Muitos casos individuais serão na realidade resultado de uma combinação de mais de um dos três factores acima resumidos mas, como nos ensina a Teoria da Escolha Pública, será irrealista depositarmos muita esperança na prevalência exclusiva do terceiro motivo (ainda que, naturalmente, gostemos sempre de nos enquadrar a nós e aos nossos amigos nessa terceira categoria ao mesmo tempo que alocamos os nossos adversários às duas primeiras).

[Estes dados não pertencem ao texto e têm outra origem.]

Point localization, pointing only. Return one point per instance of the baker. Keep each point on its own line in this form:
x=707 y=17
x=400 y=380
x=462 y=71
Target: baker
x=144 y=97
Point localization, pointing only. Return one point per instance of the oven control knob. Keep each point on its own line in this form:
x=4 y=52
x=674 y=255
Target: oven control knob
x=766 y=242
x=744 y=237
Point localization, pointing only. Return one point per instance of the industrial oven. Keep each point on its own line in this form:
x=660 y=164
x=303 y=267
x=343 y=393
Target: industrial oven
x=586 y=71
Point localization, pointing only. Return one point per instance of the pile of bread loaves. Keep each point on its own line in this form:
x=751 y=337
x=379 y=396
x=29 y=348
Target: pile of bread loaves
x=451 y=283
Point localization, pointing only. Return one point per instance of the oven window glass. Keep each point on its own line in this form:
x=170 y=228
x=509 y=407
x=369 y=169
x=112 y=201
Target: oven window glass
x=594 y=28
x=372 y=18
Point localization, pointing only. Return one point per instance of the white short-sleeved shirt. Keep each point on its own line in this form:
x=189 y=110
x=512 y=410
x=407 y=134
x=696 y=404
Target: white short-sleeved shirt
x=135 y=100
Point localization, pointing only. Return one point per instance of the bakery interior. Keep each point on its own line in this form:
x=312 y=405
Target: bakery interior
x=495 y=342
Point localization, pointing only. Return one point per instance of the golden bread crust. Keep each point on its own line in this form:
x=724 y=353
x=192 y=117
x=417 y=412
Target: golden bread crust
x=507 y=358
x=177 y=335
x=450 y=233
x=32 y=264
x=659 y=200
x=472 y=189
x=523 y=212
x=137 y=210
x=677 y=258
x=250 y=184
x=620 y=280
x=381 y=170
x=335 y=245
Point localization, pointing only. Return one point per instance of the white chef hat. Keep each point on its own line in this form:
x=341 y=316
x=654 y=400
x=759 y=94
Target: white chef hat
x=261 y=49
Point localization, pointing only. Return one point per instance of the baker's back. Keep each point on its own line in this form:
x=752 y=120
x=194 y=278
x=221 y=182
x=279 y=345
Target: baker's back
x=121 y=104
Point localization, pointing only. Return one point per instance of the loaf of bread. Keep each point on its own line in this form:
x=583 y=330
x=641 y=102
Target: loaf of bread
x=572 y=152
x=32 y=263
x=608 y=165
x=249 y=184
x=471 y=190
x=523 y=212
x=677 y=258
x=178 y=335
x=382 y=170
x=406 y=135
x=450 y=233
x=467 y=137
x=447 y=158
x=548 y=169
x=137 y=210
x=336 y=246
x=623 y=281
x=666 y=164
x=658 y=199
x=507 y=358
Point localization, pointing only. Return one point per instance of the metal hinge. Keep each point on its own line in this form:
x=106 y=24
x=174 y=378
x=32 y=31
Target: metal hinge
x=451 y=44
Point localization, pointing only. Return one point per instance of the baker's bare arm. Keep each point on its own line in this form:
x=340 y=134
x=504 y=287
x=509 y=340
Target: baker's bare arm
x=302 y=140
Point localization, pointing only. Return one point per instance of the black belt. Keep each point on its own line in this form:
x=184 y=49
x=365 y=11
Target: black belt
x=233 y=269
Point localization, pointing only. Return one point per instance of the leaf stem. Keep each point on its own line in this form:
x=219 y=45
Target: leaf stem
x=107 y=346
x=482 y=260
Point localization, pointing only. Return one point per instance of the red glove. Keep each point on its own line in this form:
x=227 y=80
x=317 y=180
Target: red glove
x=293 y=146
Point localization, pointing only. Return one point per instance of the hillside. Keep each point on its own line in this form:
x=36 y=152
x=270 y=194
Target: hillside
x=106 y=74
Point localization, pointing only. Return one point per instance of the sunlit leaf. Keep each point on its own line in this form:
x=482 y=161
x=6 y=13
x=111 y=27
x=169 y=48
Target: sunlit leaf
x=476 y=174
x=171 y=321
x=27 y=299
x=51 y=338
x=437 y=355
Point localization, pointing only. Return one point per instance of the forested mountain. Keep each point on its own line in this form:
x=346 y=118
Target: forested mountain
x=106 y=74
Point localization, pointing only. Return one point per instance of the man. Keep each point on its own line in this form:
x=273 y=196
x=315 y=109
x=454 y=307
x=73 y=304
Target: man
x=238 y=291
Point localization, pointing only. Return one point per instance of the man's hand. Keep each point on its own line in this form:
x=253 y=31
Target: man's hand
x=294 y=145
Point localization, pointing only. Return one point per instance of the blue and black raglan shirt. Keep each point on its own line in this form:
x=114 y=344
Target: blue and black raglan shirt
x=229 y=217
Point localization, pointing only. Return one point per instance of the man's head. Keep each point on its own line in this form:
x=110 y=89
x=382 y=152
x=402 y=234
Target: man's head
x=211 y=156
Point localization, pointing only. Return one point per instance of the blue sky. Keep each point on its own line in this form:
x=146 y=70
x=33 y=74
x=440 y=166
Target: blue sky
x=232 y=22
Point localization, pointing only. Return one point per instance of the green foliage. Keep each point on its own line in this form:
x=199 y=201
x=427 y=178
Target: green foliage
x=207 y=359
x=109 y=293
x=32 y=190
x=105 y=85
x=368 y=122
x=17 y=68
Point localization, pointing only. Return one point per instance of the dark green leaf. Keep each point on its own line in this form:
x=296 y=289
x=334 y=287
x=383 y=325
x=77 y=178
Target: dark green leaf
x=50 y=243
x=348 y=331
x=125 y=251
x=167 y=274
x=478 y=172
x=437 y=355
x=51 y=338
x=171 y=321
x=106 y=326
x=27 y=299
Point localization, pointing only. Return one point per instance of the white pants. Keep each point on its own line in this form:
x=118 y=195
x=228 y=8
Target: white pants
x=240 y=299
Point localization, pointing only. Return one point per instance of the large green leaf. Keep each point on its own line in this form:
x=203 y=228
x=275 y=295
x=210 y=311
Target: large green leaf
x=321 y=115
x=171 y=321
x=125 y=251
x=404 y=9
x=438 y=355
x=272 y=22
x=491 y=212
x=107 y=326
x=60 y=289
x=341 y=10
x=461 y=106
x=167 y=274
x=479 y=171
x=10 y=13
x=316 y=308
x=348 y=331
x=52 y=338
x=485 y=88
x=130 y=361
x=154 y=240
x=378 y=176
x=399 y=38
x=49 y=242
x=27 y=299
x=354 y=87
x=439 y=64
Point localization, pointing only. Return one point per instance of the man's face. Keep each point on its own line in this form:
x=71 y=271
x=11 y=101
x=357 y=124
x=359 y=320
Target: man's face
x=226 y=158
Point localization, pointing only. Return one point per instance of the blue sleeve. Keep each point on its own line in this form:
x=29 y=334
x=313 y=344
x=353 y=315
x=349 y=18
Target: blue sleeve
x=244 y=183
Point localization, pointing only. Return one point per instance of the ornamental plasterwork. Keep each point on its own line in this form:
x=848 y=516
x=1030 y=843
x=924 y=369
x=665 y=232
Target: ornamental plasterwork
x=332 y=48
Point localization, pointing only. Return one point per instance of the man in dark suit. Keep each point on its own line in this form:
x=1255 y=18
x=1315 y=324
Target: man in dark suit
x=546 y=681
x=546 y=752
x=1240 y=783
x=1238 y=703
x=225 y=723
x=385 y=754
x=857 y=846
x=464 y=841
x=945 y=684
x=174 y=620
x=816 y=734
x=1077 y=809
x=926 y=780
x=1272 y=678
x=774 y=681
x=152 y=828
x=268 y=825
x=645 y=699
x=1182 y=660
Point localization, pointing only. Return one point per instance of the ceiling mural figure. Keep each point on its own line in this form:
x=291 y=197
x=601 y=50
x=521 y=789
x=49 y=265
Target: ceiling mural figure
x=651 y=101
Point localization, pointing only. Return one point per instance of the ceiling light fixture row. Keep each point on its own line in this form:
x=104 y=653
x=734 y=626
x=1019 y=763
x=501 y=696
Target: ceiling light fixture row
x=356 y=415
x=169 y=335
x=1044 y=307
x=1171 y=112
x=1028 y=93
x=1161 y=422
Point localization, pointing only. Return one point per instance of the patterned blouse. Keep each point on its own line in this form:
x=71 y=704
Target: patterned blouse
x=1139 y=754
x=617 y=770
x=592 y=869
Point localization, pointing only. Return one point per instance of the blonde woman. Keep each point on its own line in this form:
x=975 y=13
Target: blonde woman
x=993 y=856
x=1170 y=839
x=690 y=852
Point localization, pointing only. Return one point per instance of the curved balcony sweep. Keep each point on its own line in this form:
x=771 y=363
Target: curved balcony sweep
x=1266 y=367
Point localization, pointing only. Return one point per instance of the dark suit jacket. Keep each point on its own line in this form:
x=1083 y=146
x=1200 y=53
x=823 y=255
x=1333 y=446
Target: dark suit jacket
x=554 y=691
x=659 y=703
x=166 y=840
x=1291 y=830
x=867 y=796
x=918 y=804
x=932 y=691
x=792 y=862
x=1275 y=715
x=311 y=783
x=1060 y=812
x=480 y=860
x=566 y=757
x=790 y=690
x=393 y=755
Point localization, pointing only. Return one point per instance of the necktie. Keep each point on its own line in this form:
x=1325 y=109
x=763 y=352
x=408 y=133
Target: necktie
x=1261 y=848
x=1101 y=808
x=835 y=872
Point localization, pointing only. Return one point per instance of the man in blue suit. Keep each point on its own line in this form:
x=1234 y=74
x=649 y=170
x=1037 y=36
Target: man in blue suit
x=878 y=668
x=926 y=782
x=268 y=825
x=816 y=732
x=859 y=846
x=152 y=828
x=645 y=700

Pagar mais não resolverá tudo (continuará certamente a haver muitos incompetentes, corruptos e desonestos na política) mas é uma condição necessária para alargar pool de recrutamento e sem esse alargamento será muito difícil ter uma classe política mais qualificada e melhor governação. Quem deseja realmente combater o populismo e qualificar o exercício da actividade política — e em especial dos cargos executivos — faria bem em dedicar mais atenção e prioridade a este tema. Não há poupança que saia mais cara do que pagar tão mal a quem exerce cargos políticos de responsabilidade.

Para início de debate, consciente das baixas probabilidades de ter sucesso nesta discussão mas com a liberdade que decorre de não estar no meu horizonte ir a votos, proponho aumentar a remuneração dos deputados em 50% e duplicar as dos detentores de cargos políticos executivos, desde o Presidente da República até aos Secretários de Estado.